The 12th Asia and South Pacific Design Automation Conference Technical Program

The 12th Asia and South Pacific Design Automation Conference

Session 5C High-Level Synthesis
Time: 13:30 - 15:35 Thursday, January 25, 2007
Location: Room 414+415
Chairs: Ki-seok Chung (Hanyang Univ., Republic of Korea), Katsuharu Suzuki (NEC, Japan)

5C-1 (Time: 13:30 - 13:55)

Title	Optimization of Arithmetic Datapaths with Finite Word-Length Operands
Author	*Sivaram Gopalakrishnan, Priyank Kalla (University of Utah, United States), Florian Enescu (Georgia State University, United States)
Page	pp. 511 - 516
Keyword	Finite Integer Rings, Modulo Arithmetic
Abstract	This paper presents an approach to area optimization of arithmetic datapaths that perform polynomial computations over bit-vectors with finite widths. Examples of such designs abound in DSP for audio, video and multimedia computations where the input and output bit-vector sizes are dictated by the desired precision. A bit-vector of size m represents integer values reduced modulo 2^m (% 2^m). Therefore, finite word-length bit-vector arithmetic can be modeled as algebra over finite integer rings, where the bit-vector size dictates the ring cardinality. This paper demonstrates how the number-theoretic properties of finite integer rings can be exploited for optimization of bit-vector arithmetic. Along with an analytical model to estimate the implementation cost at RTL, two algorithms are presented to optimize bit-vector arithmetic. Experimental results, conducted within practical CAD settings, demonstrate significant area savings due to our approach.

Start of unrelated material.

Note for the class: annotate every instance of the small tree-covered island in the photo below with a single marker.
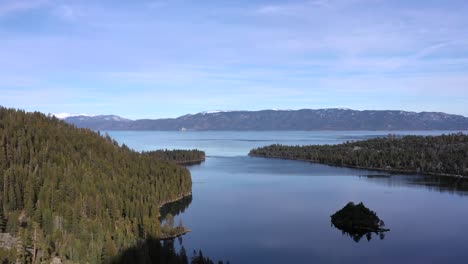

5C-2 (Time: 13:55 - 14:20)

Title	Exploiting Power-Area Tradeoffs in Behavioural Synthesis through Clock and Operations Throughput Selection
Author	*Marco A. Ochoa-Montiel, Bashir M. Al-Hashimi (University of Southampton, Great Britain), Peter Kollig (Philips Semiconductors, Great Britain)
Page	pp. 517 - 522
Keyword	High Level Synthesis, low power
Abstract	This paper describes a new dynamic-power aware High Level Synthesis (HLS) data path approach that considers the close interrelation between clock choice and operations throughput selection whilst attempting to minimize area, power, or a combination thereof. It is shown that the proposed approach with its compound cost function and its novel clock and operations throughput selection algorithm, obtains solutions with lower power and area than using previous relevant work [11]. Moreover, different power-area tradeoffs can be explored due to the appropriate choice of clock period and operations throughput using our novel approach.

5C-3 (Time: 14:20 - 14:45)

Title	A Parameterized Architecture Model in High Level Synthesis for Image Processing Applications
Author	*Yazhuo Dong, Yong Dou (National University of Defense Technology, China)
Page	pp. 523 - 528
Keyword	high level synthesis, image processing, data reuse
Abstract	Most image processing applications are computationally intensive and data intensive. Reconfigurable hardware boards provide a convenient and flexible solution to speed up these algorithms. To get a high performance design without going through the time-consuming hardware design process for each different algorithm, we present a universal parameterized architecture in high level synthesis to generate the hardware frames for all image processing applications automatically. The value of the parameters which decide the target architecture can be obtained from the compiler. The algorithm how to get these parameters is also discussed in this paper.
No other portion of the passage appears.